Bajo la losa, la tierra era oscura y sin vegetación alguna; los dos chicos empezaron a cavar rápidamente. Pete, con los dedos; Carlos con la navaja. Y al llegar a una profundidad de unos cinco centímetros, se empezó a perfilar la tapa de una caja metálica.
—¡Ahí está! —exclamó Pete, que casi no podía creer en su buena suerte.
Quitaron la tierra suelta y Carlos pasó las manos alrededor de la caja, que tenía la medida de dos cajas de zapatos.
—¿Creen que será verdaderamente el tesoro? —murmuró.
Los ojos del señor Sifre estaban muy abiertos por el nerviosismo y la emoción, mientras el chico sacaba la caja de su escondite.
—¡Ábrela, de prisa! —cuchicheó Pete.
Recurriendo a su navaja, Carlos hizo palanca en la tapa que un momento después se abría.
—¿Qué hay? —preguntó el señor Sifre, aproximándose a ver.

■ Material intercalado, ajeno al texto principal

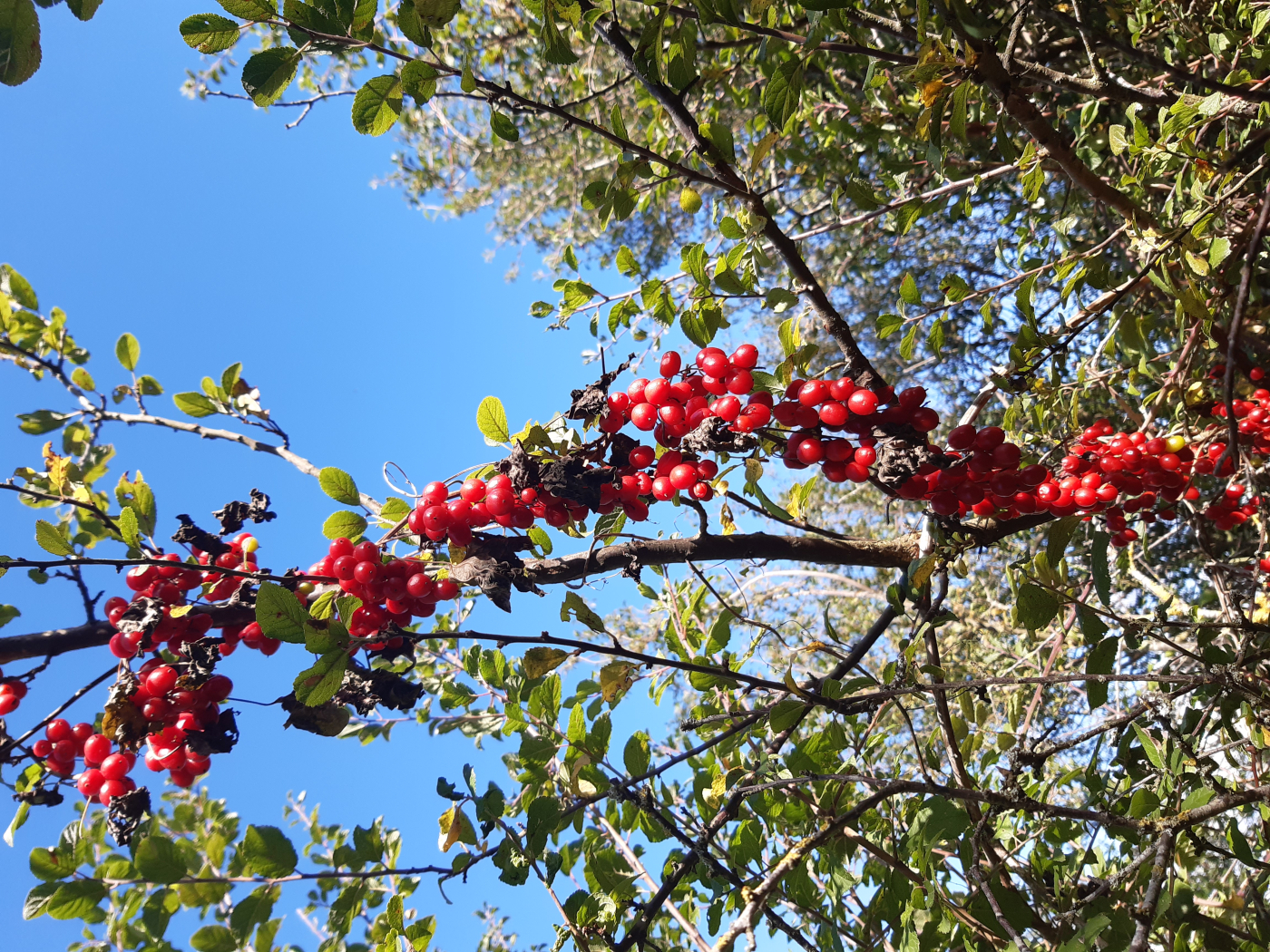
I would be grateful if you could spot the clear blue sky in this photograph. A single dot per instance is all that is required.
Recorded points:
(215, 235)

—No hay nada —dijo Carlos, con tal desencanto que pareció a punto de echarse a llorar.
—Déjame ver —pidió Pete.
Y Carlos se apartó a un lado.
Después de examinar el interior de la caja, Pete pidió:
—Déjame tu navaja, Carlos. Creo que la caja tiene doble fondo.

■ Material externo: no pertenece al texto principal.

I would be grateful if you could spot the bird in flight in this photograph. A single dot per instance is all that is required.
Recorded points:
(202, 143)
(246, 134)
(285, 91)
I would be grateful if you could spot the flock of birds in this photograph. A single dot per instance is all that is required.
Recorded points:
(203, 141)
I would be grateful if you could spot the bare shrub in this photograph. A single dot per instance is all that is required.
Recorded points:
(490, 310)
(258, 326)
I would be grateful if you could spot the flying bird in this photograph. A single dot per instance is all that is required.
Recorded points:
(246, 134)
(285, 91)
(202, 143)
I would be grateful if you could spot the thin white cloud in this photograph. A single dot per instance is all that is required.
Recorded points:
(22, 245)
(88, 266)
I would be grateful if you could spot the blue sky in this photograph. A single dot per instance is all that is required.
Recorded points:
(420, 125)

Esperanzado, Carlos pasó la navaja a Pete, que la utilizó para deslizaría por los bordes, con la intención de separar la parte de abajo.
A los pocos momentos, la pieza del fondo estaba suelta y…
¡Debajo pudieron ver todos una hermosísima corona de oro incrustada de esmeraldas!
Por un momento, lo mismo el señor Sifre que los chicos quedaron con la boca abierta, sin atreverse ni a creer que habían encontrado el tesoro de la vieja leyenda de Puerto Rico.
—¡La corona de la Infanta! —dijo Pete, casi con espanto—. Es… es…
De repente, tras el feliz grupo, una voz áspera dijo:
—¡Es nuestra!
Los tres giraron sobre sus talones, muy asombrados. En su nerviosismo, no habían oído que Stilts y Humberto se habían acercado sigilosamente. Y ahora los dos hombres estaban allí, blandiendo cada uno de ellos un palo con gesto amenazador.
—¡Gracias por habernos conducido hasta el tesoro! —dijo Stilts, con una cruel sonrisa.